Los indígenas sikuanis y piapocos van y vienen por las calles de Puerto Carreño con bolsas y maletas, pidiendo comida o ayuda. No tienen concepto de frontera y por eso no saben la diferencia entre Colombia y Venezuela. Son los wayuu del Orinoco. Solo algunos comentan que “al otro lado no se vive bien”. Lo cierto es que prefieren venir a mendigar, como María Rodríguez, una sikuani de 21 años nacida del lado venezolano; llegó a Colombia el año pasado y recibe 5.000 pesos al día por limpiar una casa o 10.000 pesos a la semana por trabajar en las vegas inundables del Orinoco, en época de verano sembrando algodón.
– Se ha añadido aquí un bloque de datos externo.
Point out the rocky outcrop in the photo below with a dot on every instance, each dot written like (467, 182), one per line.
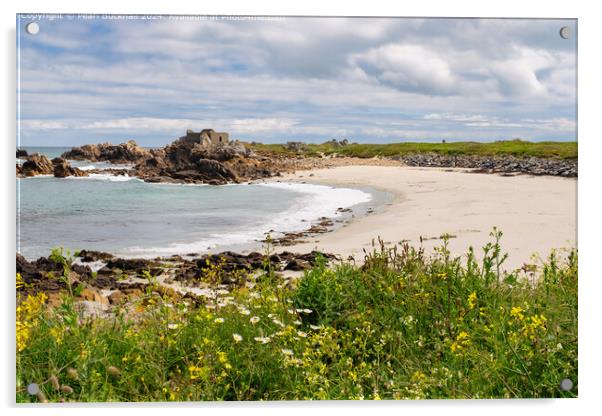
(189, 161)
(128, 152)
(62, 169)
(495, 164)
(37, 164)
María no tiene casa ni marido. Carga todo el tiempo a su bebé de un año y dice que no se va a prostituir “para no tener más hijos”. Esa es justamente la preocupación de César Rojas, director de la Seccional de la Fiscalía en Carreño, y de Luis Ángel Trujillo, defensor de derechos humanos que trabaja con temas de reparación.  Trujillo dice que “se trata de mujeres cada vez más jóvenes que no conocen de protección y que ponen en riesgo su vida ejerciendo esta actividad por pura necesidad”. La Fiscalía no tiene cifras, pero Rojas también llama la atención sobre el fenómeno que hoy involucra no solamente a indígenas sikuanis de corta edad, sino a mujeres profesionales venezolanas.

“No nos saquen, somos víctimas”


Foto Tadeo Martínez

Norali Silva está en la esquina de la calle 13 con carrera 15 de Maicao vendiendo platos y cristalería usada. Está viniendo a Maicao desde que empezó la crisis. “Queremos pedirle al presidente Santos que no nos saque, que somos inmigrantes. En Venezuela no hay comida, no hay salud. El viernes una fiscal nos dio diez minutos para que recogiéramos todo y nos fuéramos. La mayoría dormimos en el piso, como animales. Nosotros queremos que nos permitan trabajar. Mire, aquí nos ganamos en un día lo que allá nos pagan en un mes y, con lo que ganamos allá en un mes, no comemos ni siquiera durante dos días. Estamos aquí por la crisis, la mayoría somos madres cabezas de hogar. Nuestro país parece el Lejano Oeste”.